Single by Idoling!!!
- Released: January 27, 2010
- Genre: Japanese pop
- Length: 16:21
- Label: Pony Canyon
- Songwriters: leonn, Hibino Hirofumi

Idoling!!! singles chronology
| "Love Magic Fever" (2009) | "S.O.W. Sense of Wonder" (2010) | "Me ni wa Aoba, Yama Hototogisu, Hatsukoi" (2010) |

Alternative cover
- Limited Edition CD Cover

Alternative cover
- FAIRY TAIL Edition CD Cover

= S.O.W. Sense of Wonder =

"S.O.W. Sense of Wonder" (S.O.W. センスオブワンダー, S.O.W. Sensu obu wandā) is the 11th single from the Japanese idol group Idoling!!!. It reached number 6 on the Oricon weekly chart and sold 17,098 copies in the first week.

== Contents ==
"S.O.W. Sense of Wonder" was released in three types:
- Limited Edition (CD and DVD)
- FAIRY TAIL Edition (CD and DVD)
- Normal Edition (CD only)
The FAIRY TAIL edition features Lucy Heartfilia, Natsu Dragneel, Happy, and Plue on the cover.
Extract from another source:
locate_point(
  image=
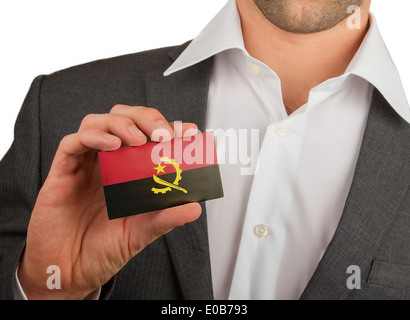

Limited and Normal editions feature Idoling!!! members wearing costumes inspired by Lucy Heartfilia's costume on the FAIRY TAIL edition cover.

== Track listing ==
=== CD ===

| No. | Title | Lyrics | Music | Arrangement | Length |
|---|---|---|---|---|---|
| 1. | "S.O.W. Sense of Wonder" (S.O.W. センスオブワンダー, S.O.W. Sensu obu wandā) | leonn | Hibino Hirofumi | Hibino Hirofumi | 4:00 |
| 2. | "Don't be afraid" | leonn | BOUNCEBACK | Tooru Watanabe | 4:13 |
| 3. | "Kishuhen Ecstasy" (機種変エクスタシィ, Kishuhen Ekusutashi) | Sakai Kensaku | Hibino Hirofumi | Hibino Hirofumi | 4:09 |
| 4. | "S.O.W. Sense of Wonder" (S.O.W. センスオブワンダー, S.O.W. Sensu obu wandā) |  | Hibino Hirofumi | Hibino Hirofumi | 4:00 |

=== DVD ===
==== Limited Edition ====
1. S.O.W. Sense of Wonder music video
2. Making-of S.O.W. Sense of Wonder music video

==== FAIRY TAIL Edition ====
1. S.O.W. Sense of Wonder music video
2. Credit-less Fairy Tail opening video

== Notes ==
1. "S.O.W. Sense of Wonder" was used as an opening song in the anime Fairy Tail from episode 12 until episode 24.
2. "Don't be afraid" was used as ending theme song for Fuji TV's reality show "Kiseki Taiken! Unbelievable" from January - March 2010.
3. Idoling!!! covered a TRF song "EZ DO DANCE" which was rearranged by Hibino Hirofumi. This cover song used most of the musical arrangement from "Kishuhen Ecstacy".